In 1907, Dhanpat Rai, who later adopted the pen name Premchand, published his first collection of short stories, entitled Soz-e-Watan. These stories were "full of patriotic fervour" (Mahmud, page 129). According to Wikipedia,
[around 1909], Soz-e-Watan was noticed by the British Government officials, who banned it as a seditious work. James Samuel Stevenson, the British collector of Hamirpur district ordered a raid on Premchand's house, where around five hundred copies of Soz-e-Watan were burnt.
According to the introduction to an English translation of Premchand's novel Godan,
Soz-e-Watan, a collection of five patriotic stories published in 1909, was banned by the British and all its copies publicly burnt before their author. Premchand was forbidden to write anything without the permission of the District Collector.

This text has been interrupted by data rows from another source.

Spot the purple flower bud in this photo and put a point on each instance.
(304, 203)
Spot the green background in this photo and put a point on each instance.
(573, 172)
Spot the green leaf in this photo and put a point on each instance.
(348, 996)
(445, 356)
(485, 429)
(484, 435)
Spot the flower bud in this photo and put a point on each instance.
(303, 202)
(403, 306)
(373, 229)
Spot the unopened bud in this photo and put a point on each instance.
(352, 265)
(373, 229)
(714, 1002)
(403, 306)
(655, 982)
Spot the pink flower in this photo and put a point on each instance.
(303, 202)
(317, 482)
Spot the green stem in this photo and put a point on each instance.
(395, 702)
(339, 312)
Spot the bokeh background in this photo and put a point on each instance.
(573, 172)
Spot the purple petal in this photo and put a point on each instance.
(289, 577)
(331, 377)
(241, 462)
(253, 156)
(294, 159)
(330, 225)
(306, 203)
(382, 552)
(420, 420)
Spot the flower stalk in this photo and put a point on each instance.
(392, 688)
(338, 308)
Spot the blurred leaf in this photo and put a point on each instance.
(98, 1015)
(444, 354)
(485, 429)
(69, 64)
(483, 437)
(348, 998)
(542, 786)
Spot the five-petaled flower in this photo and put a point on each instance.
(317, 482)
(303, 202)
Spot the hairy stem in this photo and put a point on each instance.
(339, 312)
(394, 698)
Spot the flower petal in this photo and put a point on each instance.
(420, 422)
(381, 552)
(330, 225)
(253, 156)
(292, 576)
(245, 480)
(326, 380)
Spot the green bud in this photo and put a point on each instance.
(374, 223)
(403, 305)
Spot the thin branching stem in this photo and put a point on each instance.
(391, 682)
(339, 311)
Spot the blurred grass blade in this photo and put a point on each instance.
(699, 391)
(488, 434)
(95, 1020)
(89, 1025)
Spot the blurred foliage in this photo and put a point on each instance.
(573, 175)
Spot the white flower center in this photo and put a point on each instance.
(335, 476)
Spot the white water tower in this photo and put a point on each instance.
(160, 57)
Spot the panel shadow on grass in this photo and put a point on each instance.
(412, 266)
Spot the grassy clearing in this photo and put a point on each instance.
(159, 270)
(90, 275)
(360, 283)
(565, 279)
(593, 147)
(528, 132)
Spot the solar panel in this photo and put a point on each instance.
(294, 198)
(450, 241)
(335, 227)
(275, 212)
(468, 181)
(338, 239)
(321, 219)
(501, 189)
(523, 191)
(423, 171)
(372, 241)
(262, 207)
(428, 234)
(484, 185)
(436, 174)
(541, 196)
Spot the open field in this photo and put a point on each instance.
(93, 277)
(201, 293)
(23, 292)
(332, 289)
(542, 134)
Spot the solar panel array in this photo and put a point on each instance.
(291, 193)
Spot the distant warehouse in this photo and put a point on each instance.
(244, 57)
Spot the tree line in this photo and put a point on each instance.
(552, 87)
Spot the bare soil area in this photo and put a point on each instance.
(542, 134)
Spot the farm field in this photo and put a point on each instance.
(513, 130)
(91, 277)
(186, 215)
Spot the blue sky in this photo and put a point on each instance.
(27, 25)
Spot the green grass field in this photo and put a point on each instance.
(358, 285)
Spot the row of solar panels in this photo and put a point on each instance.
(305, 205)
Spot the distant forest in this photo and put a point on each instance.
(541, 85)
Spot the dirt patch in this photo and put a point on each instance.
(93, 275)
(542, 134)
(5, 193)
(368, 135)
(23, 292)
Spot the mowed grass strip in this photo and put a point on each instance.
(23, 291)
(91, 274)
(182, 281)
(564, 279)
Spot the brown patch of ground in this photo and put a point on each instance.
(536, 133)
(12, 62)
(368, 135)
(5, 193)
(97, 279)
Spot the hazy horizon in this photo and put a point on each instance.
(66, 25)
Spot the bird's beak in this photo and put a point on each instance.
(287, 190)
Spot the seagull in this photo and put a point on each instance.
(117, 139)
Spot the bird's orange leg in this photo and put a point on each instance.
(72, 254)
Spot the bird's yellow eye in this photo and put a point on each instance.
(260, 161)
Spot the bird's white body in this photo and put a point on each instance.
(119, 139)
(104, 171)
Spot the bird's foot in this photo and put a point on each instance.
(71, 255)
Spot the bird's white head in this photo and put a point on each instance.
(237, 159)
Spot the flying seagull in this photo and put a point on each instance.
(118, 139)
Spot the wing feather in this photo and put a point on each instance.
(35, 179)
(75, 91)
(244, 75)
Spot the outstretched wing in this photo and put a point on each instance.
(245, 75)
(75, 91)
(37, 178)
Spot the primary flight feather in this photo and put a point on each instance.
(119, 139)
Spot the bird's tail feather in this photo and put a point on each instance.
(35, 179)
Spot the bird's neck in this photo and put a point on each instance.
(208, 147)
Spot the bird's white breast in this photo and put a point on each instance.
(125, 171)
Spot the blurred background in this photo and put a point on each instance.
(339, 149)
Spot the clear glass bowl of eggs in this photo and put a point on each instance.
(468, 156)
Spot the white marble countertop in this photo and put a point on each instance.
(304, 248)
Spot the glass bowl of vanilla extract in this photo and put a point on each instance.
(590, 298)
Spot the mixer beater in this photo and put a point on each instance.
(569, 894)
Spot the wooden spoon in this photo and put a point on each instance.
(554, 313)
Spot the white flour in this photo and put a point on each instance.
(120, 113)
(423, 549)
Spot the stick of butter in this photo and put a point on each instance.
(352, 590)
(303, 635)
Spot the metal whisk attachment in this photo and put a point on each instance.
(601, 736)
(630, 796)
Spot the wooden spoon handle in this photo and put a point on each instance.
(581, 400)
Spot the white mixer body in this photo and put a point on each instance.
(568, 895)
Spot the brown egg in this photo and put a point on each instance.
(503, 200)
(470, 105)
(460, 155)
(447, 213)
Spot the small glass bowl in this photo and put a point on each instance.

After this, Dhanpat Rai adopted the pen name Premchand. (A few years later, he would also switch from Urdu to Hindi as the language of choice for his fiction.) Notice, however, that the publication date of the collection is here given as 1909 instead of 1907. Because of this inaccuracy in either Wikipedia or the above excerpt, I wonder if really all copies of the short-story collection were lost. For example, a manuscript that was sent to the publisher might have survived, unless the British did a really thorough job and destroyed that text as well. So is the text of Premchand's first short-story collection completely lost?
References:
- Premchand: Godan. Ratna Sagar, 2000. (See Google Books.)
- Sayed Jafar Mahmud: Pillars of Modern India, 1757-1947. APH Publishing, 1994. (See Google Books.)